Let’s consider five main metrics similar to the ones from RAGAS as an example:

  • Answer similarity: How close the facts of the answers are ?
  • Answer fluency: What is the quality of the generated answer ?
  • Answer groundedness: How much the answer is based on the provided context ?
  • Answer relevancy: how relevant the answer is to the question ?
  • Answer coherence: How coherent the different sentences of the answer are to each other ?

The metrics above will be computed using gpt-4-turbo as an LLM judge.

NB: Do not forget to adapt the few shots with examples from your use-case.

#Few shots inspired from the prompt flow evaluation of Microsoft
from dataclasses import dataclass

@dataclass
class answer_similarity:
    question: str
    ground_truth: str
    answer: str
    name: str = "answer_similarity"
    prompt_template: str = """
    System:
    You are an AI assistant.

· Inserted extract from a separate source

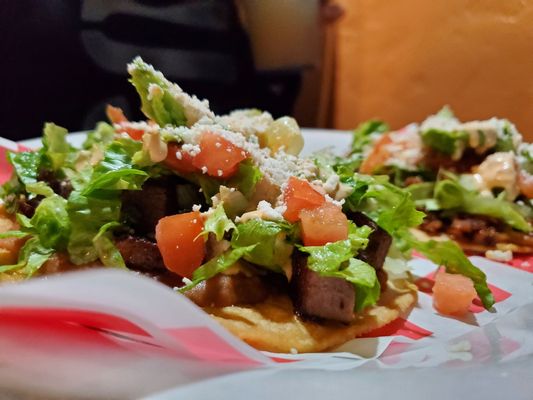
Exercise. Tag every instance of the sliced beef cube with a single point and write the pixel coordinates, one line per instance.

You will be given a definition of an evaluation metric for assessing the quality of an answer in a question-answering task. Your task is to compute an accurate evaluation score using the provided metric. Provide only the metric value without any additional text or explanation.
    
    User:
    Equivalence measures the similarity between the predicted answer and the correct answer. If the information and facts in the predicted answer are similar or equivalent to the correct answer, the Equivalence metric value should be high; otherwise, it should be low. Given the question, correct answer, and predicted answer, determine the Equivalence metric value using the following rating scale:
    
    One star: the predicted answer is not at all similar to the correct answer
    Two stars: the predicted answer is mostly not similar to the correct answer
    Three stars: the predicted answer is somewhat similar to the correct answer
    Four stars: the predicted answer is mostly similar to the correct answer
    Five stars: the predicted answer is completely similar to the correct answer
    The rating value should always be an integer between 1 and 5. The rating should be 1, 2, 3, 4, or 5.
    
    {{few_shots}}

    question: {{question}}
    correct answer: {{ground_truth}}
    predicted answer: {{answer}}
    stars:
    """
    few_shots: str = """    
    The examples below show the Equivalence score for a question, a correct answer, and a predicted answer.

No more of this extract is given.